ПЛЫВИ, КУДА ТЕБЕ НАДО
09.11.2005
Источник: Российская газета,
Елена Новоселова
Михаила Гаспарова называли гениальным стиховедом
ВЧЕРА НЕ СТАЛО АКАДЕМИКА МИХАИЛА ЛЕОНОВИЧА ГАСПАРОВА. УШЕЛ ИЗ ЖИЗНИ ФИЛОЛОГОМ УРОВНЯ ЛОТМАНА И АВЕРИНЦЕВА.
К горестному сожалению, нынешняя осень немилостива к отечественной гуманитарной науке. Полтора месяца назад скоропостижно скончался лингвист номер один в России, полиглот и эрудит Сергей Старостин. Теперь вот - Гаспаров. Знаток античной культуры, крупнейший российский специалист в области стихосложения, имевший большой успех на Западе, он очень не любил давать интервью. Стеснялся своего заикания. И поэтому предпочитал общаться с журналистами по электронной почте. Журналисты "Российской газеты" были среди тех немногих, кому все же посчастливилось послушать рвущуюся речь Гаспарова. Сегодня мы печатаем выдержки из последнего интервью, которое он дал "РГ".
Российская газета: Должен ли переводчик отвечать на запросы современников автора или нынешних читателей?
Михаил Гаспаров: Сергей Аверинцев часто говорил, что, когда люди знакомятся, они сперва смотрят на сходство друг в друге, чтобы найти общий язык, а потом на различия, чтобы не скучно было. Точно так же знакомятся и культуры. Во время первой встречи с чужим классиком мы подтягиваем его к пониманию читателей нашего перевода. А для более глубокого знакомства - к той непривычной культуре, к которой принадлежит классик. Получаются два типа перевода, взаимоисключающие, но тем не менее сосуществующие: так бывает. А вот если стараться угодить в переводе и нашим, и вашим, то, скорее всего, получится нечто посредственное.
РГ: Как вы относитесь к переводам русской классики на близкородственные (понятные) славянские языки? Почему, к примеру, перевод "Евгения Онегина" на украинский звучит для нефилолога как пародия?
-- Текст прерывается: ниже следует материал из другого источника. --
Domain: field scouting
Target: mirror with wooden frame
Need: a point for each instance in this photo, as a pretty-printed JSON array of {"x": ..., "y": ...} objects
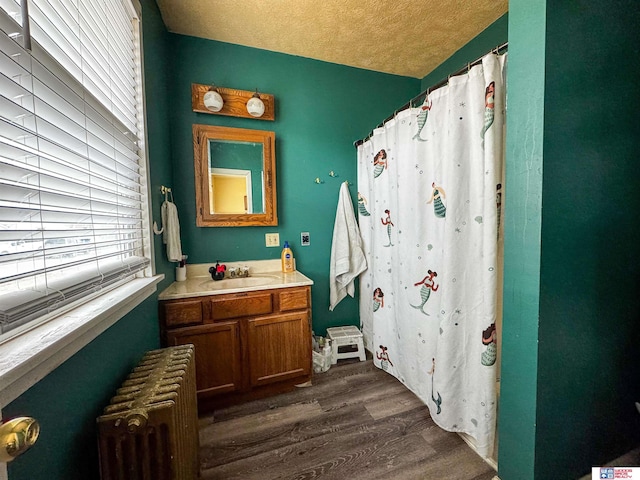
[{"x": 235, "y": 170}]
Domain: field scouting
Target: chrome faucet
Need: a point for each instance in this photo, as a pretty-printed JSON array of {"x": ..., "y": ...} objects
[{"x": 238, "y": 272}]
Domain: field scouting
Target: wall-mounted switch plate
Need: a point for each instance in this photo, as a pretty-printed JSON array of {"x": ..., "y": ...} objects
[
  {"x": 272, "y": 239},
  {"x": 305, "y": 239}
]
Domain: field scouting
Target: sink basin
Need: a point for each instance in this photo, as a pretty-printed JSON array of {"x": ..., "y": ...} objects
[{"x": 244, "y": 282}]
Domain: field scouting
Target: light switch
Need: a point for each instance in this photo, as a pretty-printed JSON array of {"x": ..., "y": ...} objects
[
  {"x": 305, "y": 239},
  {"x": 272, "y": 239}
]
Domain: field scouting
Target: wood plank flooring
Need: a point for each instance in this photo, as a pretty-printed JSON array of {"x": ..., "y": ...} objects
[{"x": 355, "y": 422}]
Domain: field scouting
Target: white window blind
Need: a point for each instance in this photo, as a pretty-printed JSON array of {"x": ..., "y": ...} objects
[{"x": 73, "y": 203}]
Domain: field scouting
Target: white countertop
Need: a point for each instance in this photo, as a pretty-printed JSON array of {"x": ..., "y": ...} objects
[{"x": 263, "y": 275}]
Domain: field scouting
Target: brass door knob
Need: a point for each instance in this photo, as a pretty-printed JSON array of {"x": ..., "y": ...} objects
[{"x": 16, "y": 436}]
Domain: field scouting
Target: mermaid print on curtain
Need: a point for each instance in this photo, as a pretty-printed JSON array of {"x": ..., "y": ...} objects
[{"x": 429, "y": 199}]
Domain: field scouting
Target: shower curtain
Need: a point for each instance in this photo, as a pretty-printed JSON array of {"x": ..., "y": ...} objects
[{"x": 429, "y": 205}]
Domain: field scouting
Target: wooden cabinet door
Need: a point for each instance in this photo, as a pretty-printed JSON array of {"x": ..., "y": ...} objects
[
  {"x": 218, "y": 356},
  {"x": 279, "y": 347}
]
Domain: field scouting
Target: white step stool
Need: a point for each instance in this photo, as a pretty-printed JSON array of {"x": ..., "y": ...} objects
[{"x": 342, "y": 336}]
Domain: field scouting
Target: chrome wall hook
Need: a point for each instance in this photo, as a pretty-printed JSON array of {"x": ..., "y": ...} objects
[{"x": 16, "y": 436}]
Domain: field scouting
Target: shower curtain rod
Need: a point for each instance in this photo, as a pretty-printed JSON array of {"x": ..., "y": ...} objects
[{"x": 441, "y": 83}]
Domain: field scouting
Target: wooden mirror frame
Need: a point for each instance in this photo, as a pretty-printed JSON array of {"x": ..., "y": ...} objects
[{"x": 204, "y": 218}]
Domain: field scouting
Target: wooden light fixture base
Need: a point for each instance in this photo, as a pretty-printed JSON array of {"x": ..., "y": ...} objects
[{"x": 235, "y": 102}]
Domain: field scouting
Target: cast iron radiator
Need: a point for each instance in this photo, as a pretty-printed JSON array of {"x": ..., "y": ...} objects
[{"x": 149, "y": 431}]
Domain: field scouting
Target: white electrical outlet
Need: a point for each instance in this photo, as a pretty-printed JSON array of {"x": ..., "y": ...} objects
[{"x": 272, "y": 239}]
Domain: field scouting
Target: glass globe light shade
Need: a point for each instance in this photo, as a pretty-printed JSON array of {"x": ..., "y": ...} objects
[
  {"x": 255, "y": 106},
  {"x": 213, "y": 101}
]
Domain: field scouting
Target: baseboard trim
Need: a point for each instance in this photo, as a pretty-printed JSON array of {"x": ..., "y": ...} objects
[{"x": 468, "y": 439}]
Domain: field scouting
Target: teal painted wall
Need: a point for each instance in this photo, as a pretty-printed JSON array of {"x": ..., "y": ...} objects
[
  {"x": 522, "y": 233},
  {"x": 68, "y": 400},
  {"x": 590, "y": 266},
  {"x": 321, "y": 109}
]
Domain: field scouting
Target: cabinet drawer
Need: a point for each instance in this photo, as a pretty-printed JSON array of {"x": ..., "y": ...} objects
[
  {"x": 240, "y": 305},
  {"x": 182, "y": 313},
  {"x": 293, "y": 299}
]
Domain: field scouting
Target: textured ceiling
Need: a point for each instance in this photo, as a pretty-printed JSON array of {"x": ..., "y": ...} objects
[{"x": 403, "y": 37}]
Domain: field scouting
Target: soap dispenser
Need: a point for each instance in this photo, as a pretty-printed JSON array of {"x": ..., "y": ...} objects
[{"x": 287, "y": 259}]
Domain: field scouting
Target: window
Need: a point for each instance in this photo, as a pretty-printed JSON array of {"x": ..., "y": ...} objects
[{"x": 73, "y": 202}]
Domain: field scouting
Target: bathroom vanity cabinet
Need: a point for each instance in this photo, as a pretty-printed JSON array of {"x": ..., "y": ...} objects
[{"x": 247, "y": 344}]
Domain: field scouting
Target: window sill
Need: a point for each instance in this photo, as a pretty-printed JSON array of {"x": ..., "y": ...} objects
[{"x": 28, "y": 358}]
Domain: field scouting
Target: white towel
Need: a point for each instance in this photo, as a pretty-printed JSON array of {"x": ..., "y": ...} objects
[
  {"x": 347, "y": 257},
  {"x": 171, "y": 232}
]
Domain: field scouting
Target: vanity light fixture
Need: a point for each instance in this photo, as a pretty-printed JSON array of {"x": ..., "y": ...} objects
[
  {"x": 213, "y": 100},
  {"x": 255, "y": 105},
  {"x": 216, "y": 100}
]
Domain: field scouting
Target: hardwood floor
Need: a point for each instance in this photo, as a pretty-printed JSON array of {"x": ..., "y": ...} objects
[{"x": 355, "y": 422}]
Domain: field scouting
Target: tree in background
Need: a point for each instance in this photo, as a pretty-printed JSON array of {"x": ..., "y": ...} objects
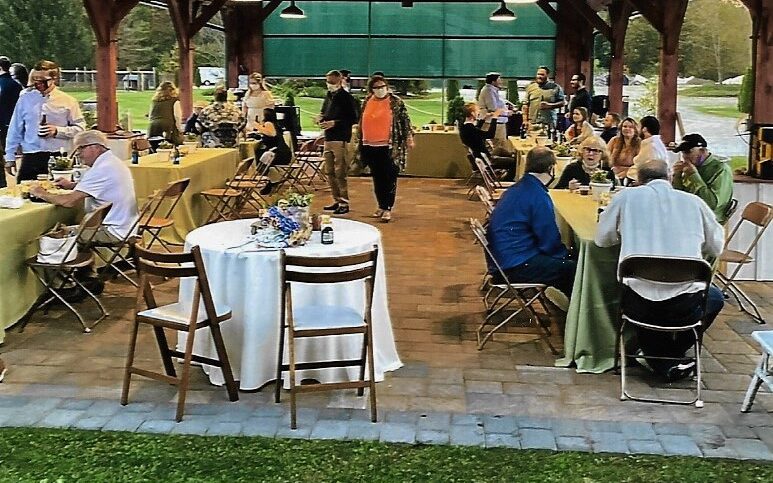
[{"x": 58, "y": 30}]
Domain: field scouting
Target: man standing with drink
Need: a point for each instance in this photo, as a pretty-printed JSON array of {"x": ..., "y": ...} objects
[{"x": 43, "y": 122}]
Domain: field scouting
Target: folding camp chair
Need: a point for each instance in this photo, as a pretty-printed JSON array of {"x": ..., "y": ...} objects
[{"x": 55, "y": 276}]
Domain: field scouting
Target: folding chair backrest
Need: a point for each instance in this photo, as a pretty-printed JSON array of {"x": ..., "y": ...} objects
[
  {"x": 361, "y": 266},
  {"x": 480, "y": 235},
  {"x": 173, "y": 265},
  {"x": 757, "y": 213}
]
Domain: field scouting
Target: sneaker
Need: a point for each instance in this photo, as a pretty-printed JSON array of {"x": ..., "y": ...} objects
[{"x": 680, "y": 371}]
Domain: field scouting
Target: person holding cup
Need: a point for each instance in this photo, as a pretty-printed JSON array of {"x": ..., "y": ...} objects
[{"x": 592, "y": 157}]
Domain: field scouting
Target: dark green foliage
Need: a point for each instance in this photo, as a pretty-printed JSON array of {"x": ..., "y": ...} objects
[
  {"x": 452, "y": 89},
  {"x": 35, "y": 455},
  {"x": 455, "y": 113}
]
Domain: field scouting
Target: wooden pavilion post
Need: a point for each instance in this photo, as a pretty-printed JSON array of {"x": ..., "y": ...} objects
[
  {"x": 667, "y": 16},
  {"x": 619, "y": 13},
  {"x": 188, "y": 17},
  {"x": 105, "y": 16},
  {"x": 244, "y": 38}
]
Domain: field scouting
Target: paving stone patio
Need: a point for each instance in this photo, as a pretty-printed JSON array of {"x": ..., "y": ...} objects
[{"x": 448, "y": 392}]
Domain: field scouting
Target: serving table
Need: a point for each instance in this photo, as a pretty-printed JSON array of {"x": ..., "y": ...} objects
[
  {"x": 248, "y": 281},
  {"x": 18, "y": 239},
  {"x": 591, "y": 321},
  {"x": 206, "y": 167}
]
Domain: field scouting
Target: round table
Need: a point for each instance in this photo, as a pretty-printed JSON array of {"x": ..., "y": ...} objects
[{"x": 247, "y": 280}]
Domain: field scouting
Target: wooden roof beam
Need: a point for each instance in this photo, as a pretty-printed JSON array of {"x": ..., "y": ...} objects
[{"x": 591, "y": 17}]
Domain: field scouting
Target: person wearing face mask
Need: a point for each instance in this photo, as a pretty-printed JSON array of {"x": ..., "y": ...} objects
[
  {"x": 386, "y": 136},
  {"x": 523, "y": 233},
  {"x": 338, "y": 114},
  {"x": 257, "y": 99},
  {"x": 703, "y": 174},
  {"x": 593, "y": 157},
  {"x": 37, "y": 140}
]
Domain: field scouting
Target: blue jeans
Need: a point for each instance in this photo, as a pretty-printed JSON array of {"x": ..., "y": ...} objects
[
  {"x": 555, "y": 272},
  {"x": 681, "y": 310}
]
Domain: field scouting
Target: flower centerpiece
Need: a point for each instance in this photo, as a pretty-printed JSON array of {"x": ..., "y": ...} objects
[
  {"x": 286, "y": 222},
  {"x": 599, "y": 183}
]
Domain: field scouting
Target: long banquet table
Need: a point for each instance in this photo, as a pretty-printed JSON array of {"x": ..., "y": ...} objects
[
  {"x": 206, "y": 167},
  {"x": 590, "y": 332},
  {"x": 248, "y": 282},
  {"x": 18, "y": 240}
]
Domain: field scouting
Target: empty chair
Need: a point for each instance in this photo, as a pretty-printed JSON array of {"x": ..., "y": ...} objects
[
  {"x": 664, "y": 271},
  {"x": 203, "y": 313},
  {"x": 160, "y": 214},
  {"x": 317, "y": 321},
  {"x": 56, "y": 276},
  {"x": 758, "y": 215}
]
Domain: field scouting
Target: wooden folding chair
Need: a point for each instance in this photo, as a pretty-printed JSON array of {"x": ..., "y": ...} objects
[
  {"x": 153, "y": 222},
  {"x": 316, "y": 321},
  {"x": 203, "y": 313},
  {"x": 54, "y": 276},
  {"x": 506, "y": 293},
  {"x": 759, "y": 215},
  {"x": 225, "y": 202}
]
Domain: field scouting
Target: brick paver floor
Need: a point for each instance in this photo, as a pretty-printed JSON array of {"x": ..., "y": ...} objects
[{"x": 508, "y": 394}]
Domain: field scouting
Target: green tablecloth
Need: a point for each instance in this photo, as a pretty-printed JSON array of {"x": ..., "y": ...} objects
[
  {"x": 207, "y": 168},
  {"x": 21, "y": 228},
  {"x": 438, "y": 154},
  {"x": 590, "y": 332}
]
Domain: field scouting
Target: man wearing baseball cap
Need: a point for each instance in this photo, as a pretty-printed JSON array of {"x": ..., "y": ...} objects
[
  {"x": 703, "y": 174},
  {"x": 108, "y": 180}
]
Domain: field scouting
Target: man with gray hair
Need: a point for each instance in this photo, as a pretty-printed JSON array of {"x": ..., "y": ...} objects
[
  {"x": 656, "y": 220},
  {"x": 42, "y": 123},
  {"x": 108, "y": 180}
]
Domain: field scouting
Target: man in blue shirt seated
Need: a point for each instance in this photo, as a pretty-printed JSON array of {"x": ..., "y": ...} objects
[{"x": 522, "y": 229}]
Гаспаров: Потому что и не в переводе непривычное русское ухо воспринимает украинский как испорченный русский. Как с этим бороться? Разрушать непривычность: время от времени показывать русскому человеку хорошие украинские стихи с русским переводом, чтобы он понял: а ведь русский перевод слабее смешного украинского подлинника. Немцы включают в детские и школьные хрестоматии стихи, написанные на немецких диалектах, и молодой читатель привыкает не смотреть на диалекты свысока. До войны, когда я был маленьким, в детском календаре печатались по-украински с русским переводом стихотворения и Шевченко, и Тычины. После войны этого уже не было. Почему?
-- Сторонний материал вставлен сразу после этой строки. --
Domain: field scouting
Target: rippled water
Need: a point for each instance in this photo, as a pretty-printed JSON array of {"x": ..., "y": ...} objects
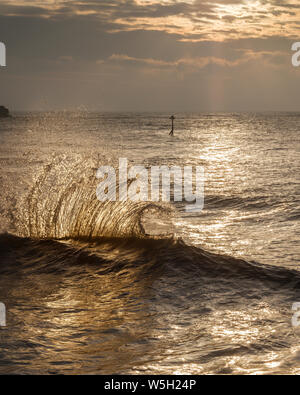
[{"x": 87, "y": 291}]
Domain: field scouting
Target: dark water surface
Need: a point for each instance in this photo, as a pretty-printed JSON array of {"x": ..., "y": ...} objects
[{"x": 89, "y": 290}]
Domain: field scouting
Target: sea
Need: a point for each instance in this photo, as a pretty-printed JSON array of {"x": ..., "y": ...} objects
[{"x": 143, "y": 287}]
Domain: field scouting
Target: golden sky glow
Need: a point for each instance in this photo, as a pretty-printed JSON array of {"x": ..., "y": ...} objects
[{"x": 215, "y": 20}]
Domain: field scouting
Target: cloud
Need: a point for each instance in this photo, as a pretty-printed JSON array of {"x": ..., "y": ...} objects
[{"x": 216, "y": 20}]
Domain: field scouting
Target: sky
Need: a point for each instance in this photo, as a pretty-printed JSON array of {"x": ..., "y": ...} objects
[{"x": 150, "y": 55}]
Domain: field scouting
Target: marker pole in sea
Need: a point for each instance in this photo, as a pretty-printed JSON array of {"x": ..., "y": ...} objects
[{"x": 172, "y": 131}]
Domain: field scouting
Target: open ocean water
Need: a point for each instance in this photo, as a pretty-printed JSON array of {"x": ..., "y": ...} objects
[{"x": 147, "y": 288}]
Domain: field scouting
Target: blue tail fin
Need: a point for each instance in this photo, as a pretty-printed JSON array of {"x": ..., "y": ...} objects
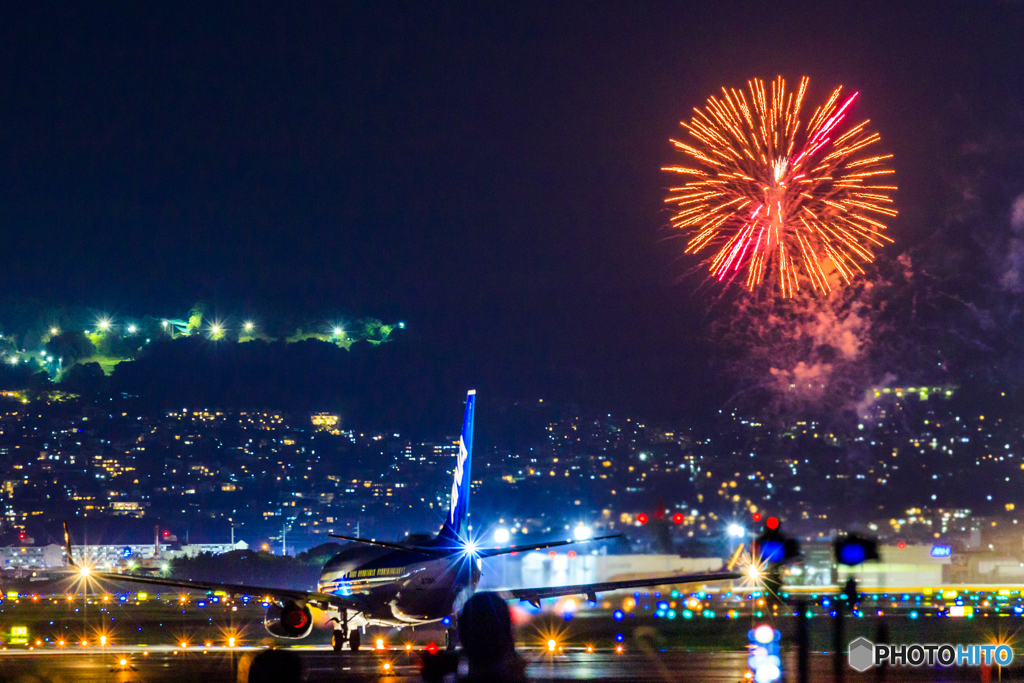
[{"x": 456, "y": 524}]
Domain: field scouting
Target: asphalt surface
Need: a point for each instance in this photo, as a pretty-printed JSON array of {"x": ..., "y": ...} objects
[{"x": 215, "y": 665}]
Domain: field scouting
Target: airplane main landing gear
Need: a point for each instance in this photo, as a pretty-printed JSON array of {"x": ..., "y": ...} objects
[
  {"x": 337, "y": 640},
  {"x": 343, "y": 634}
]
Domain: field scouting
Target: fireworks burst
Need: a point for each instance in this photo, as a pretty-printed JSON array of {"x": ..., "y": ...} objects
[{"x": 778, "y": 199}]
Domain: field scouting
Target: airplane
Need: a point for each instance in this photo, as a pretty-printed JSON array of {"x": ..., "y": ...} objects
[{"x": 421, "y": 581}]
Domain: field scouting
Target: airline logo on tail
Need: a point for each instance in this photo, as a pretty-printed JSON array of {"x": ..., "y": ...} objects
[
  {"x": 463, "y": 454},
  {"x": 459, "y": 504}
]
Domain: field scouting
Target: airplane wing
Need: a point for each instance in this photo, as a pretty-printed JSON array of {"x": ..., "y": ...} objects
[
  {"x": 432, "y": 552},
  {"x": 320, "y": 600},
  {"x": 493, "y": 552},
  {"x": 535, "y": 595}
]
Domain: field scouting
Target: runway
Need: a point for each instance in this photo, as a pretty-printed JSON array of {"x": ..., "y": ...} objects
[{"x": 223, "y": 665}]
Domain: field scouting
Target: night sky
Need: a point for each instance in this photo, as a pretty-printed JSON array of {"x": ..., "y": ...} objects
[{"x": 488, "y": 174}]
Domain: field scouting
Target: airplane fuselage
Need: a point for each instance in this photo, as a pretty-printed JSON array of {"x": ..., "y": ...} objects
[{"x": 398, "y": 587}]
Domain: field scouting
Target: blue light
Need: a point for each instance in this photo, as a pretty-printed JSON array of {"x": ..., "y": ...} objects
[
  {"x": 772, "y": 551},
  {"x": 852, "y": 553}
]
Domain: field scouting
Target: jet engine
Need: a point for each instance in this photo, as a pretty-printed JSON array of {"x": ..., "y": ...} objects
[{"x": 291, "y": 620}]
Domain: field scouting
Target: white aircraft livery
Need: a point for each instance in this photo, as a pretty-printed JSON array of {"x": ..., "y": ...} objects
[{"x": 400, "y": 584}]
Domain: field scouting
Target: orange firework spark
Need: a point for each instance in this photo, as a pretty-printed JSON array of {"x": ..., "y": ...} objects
[{"x": 777, "y": 198}]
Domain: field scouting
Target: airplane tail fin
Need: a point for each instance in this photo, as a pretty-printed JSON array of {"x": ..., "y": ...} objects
[{"x": 456, "y": 524}]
РГ: Как вы относитесь к идее выбросить из школьных уроков всякие "филологические заморочки"? Есть мнение, что дети должны просто читать художественную литературу. А остальным пусть занимаются ученые.
Гаспаров: Во-первых, "просто читать" - совсем не просто: даже взрослый обычно не может дать себе отчета, почему ему нравится то или иное произведение. Если школьник спрашивает, почему он должен интересоваться, скажем, Есениным, то ответить ему очень трудно. Когда человек не понимает, что и почему ему интересно, ему трудно искать новые книги, он начинает читать только привычное или вовсе перестает читать. Конечно, тем, у кого от природы тонкий художественный вкус, это не грозит, и учиться анализу им не нужно. Но таких мало: у меня, например, такого вкуса нет. Вот таким, как я сам, я и хочу помочь.
РГ: Коль скоро вкусы читающей публики изменились, не пересмотреть ли канон классических авторов?
Гаспаров: А его уже пересмотрели: вместо Фадеева проходят Булгакова, вместо Чернышевского - никого. Я бы пересмотрел еще и канон классических произведений: вместо "Кому на Руси жить хорошо" предложил бы некрасовскую же сатиру на капитализм "Современники". С ее моралью: дельцы - мерзавцы, однако дело делается. Мне кажется, это ближе нашему времени и даже не потребует больших комментариев.
РГ: Один ваш ученик сказал о вас: "Готов идти против течения". Что он имел в виду?
Гаспаров: Я не знаю за собой такого свойства. Мне гораздо привлекательнее сентенция, которую я прочитал в эпиграфе какой-то хорошей книги: не плыви по течению, не плыви против течения, а плыви, куда тебе надо.